Welcome to the forum! 
I sure hope that something can be worked out so that Ann can continue to visit with Kira. Let us know what happens.

Judy


----------



## 10cats2dogs (Jun 16, 2013)

Hi Diane,
Any news on this yet? Sure hoping something can be worked out with the management! 
Sharon


----------



## DianeElaine (Aug 22, 2015)

Good morning, everyone! Thank you all for the welcomes to the forum and the great input for avenues I could explore in maybe resolving this issue I was having. 

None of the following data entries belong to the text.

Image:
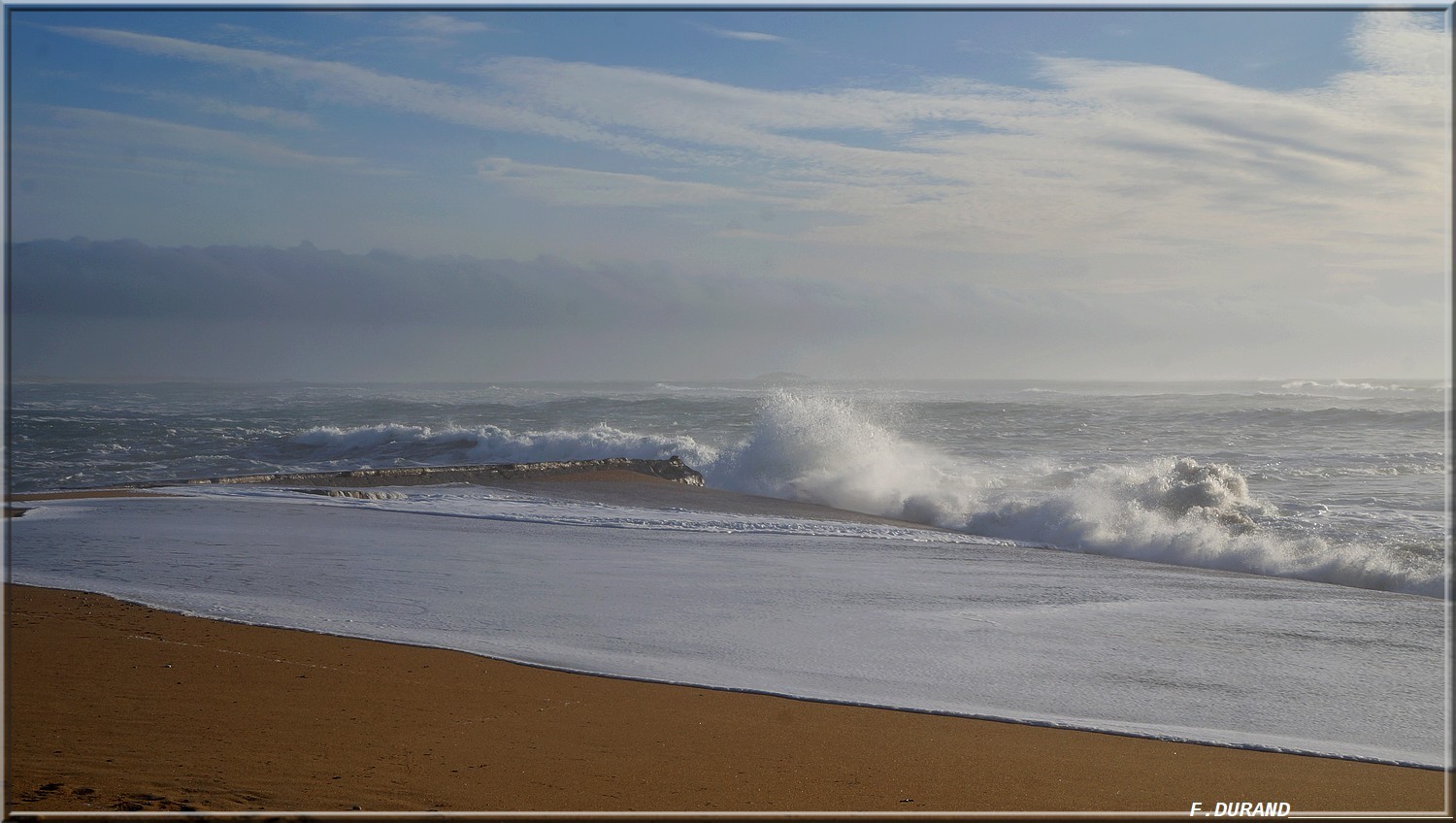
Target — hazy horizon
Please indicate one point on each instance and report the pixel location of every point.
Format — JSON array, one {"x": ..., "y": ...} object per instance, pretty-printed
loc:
[{"x": 504, "y": 195}]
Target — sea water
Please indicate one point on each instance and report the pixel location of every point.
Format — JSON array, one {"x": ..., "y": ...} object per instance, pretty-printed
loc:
[{"x": 1257, "y": 563}]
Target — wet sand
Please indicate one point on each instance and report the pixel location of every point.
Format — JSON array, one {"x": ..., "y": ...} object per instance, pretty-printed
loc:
[{"x": 118, "y": 707}]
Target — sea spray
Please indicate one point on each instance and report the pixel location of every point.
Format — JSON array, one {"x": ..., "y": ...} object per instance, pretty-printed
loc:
[
  {"x": 419, "y": 444},
  {"x": 1176, "y": 510},
  {"x": 824, "y": 449}
]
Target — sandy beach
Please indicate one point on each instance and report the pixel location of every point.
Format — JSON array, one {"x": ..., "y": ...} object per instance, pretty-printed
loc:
[{"x": 113, "y": 706}]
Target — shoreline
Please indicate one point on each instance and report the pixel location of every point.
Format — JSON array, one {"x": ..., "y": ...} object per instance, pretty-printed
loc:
[{"x": 86, "y": 677}]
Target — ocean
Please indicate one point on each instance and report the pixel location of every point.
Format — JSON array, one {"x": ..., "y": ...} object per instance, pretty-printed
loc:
[{"x": 1245, "y": 563}]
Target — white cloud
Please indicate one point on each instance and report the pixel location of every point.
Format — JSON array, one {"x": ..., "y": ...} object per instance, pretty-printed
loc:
[
  {"x": 130, "y": 130},
  {"x": 748, "y": 37},
  {"x": 442, "y": 25},
  {"x": 343, "y": 82},
  {"x": 564, "y": 185},
  {"x": 1109, "y": 159}
]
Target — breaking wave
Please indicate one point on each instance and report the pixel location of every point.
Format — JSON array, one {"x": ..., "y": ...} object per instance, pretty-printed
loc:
[
  {"x": 419, "y": 444},
  {"x": 829, "y": 450},
  {"x": 1171, "y": 510}
]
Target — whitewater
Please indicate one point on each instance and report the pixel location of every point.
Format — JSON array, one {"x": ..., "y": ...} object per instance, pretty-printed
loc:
[{"x": 1254, "y": 564}]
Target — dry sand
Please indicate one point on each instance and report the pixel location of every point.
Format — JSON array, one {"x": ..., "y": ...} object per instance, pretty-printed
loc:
[{"x": 118, "y": 707}]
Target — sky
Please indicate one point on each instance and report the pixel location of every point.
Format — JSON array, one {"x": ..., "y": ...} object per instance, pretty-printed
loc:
[{"x": 471, "y": 194}]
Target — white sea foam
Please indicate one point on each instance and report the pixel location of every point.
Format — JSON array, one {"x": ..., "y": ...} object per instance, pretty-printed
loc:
[
  {"x": 823, "y": 447},
  {"x": 489, "y": 444},
  {"x": 1173, "y": 510},
  {"x": 1344, "y": 384}
]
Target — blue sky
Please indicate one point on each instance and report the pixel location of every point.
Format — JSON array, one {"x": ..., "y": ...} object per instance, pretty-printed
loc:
[{"x": 948, "y": 192}]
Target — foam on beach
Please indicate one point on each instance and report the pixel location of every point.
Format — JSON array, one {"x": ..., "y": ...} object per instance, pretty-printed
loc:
[{"x": 768, "y": 602}]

I am sorry I was not on for a bit to update but I've have had a run of company where usually my home is not that way. Four friends (at different times) who are all pet owners wanted to discuss the letter. Wow, here we all were with a letter addressed to us individually and we all thought it went out as a personal missive. So, that answered one thing for us all, thankfully. The rules were being spelled out for pet owners. not personally though. If pet owners are engaging in activities/habits that break the rules...please stop. That still left me with the knowledge there is one rule that I had been breaking. Yesterday I went to the Office here. I had my letter and wanted to discuss my situation. After explaining to our Director I was here to discuss the letter she said it was not directed to me , it went to all pet owners. I let her know that but I explained what I had been doing with Kira and Ann. Visitations Though, I quickly explained I was not aware that was a no-no. Robin said a few residents that moved into our buildings recently were walking around with their pets. One man was taking his cat to the laundry room, the Library and our game room. Another resident was walking his dog outside unleashed. The letter was a 'soft' reminder to all pet owners here about the rules, if that does not stop the rule breakers then they get a first official warning. 3 are allowed for the same infraction in a 12 month time. 4 times you get evicted. It seemed reasonable to me. 

Robin listened to me talk about what I had been doing with the Kira/Ann visits. I asked her if the rule I had been breaking was about the Pet damage fee not being applied to Anns place and she said yes. I then asked if I paid the fee to have it applied to Ann's apartment too would they allow the visitations to continue. She asked if my cat was an out of control pet. I said 'Not at all'. Robin then said that the dual fee I was willing to pay out is unnecessary unless someone, (in the future) ever complained to them about what we were doing, only then would the Office step in to discuss with me a resolution to that issue. 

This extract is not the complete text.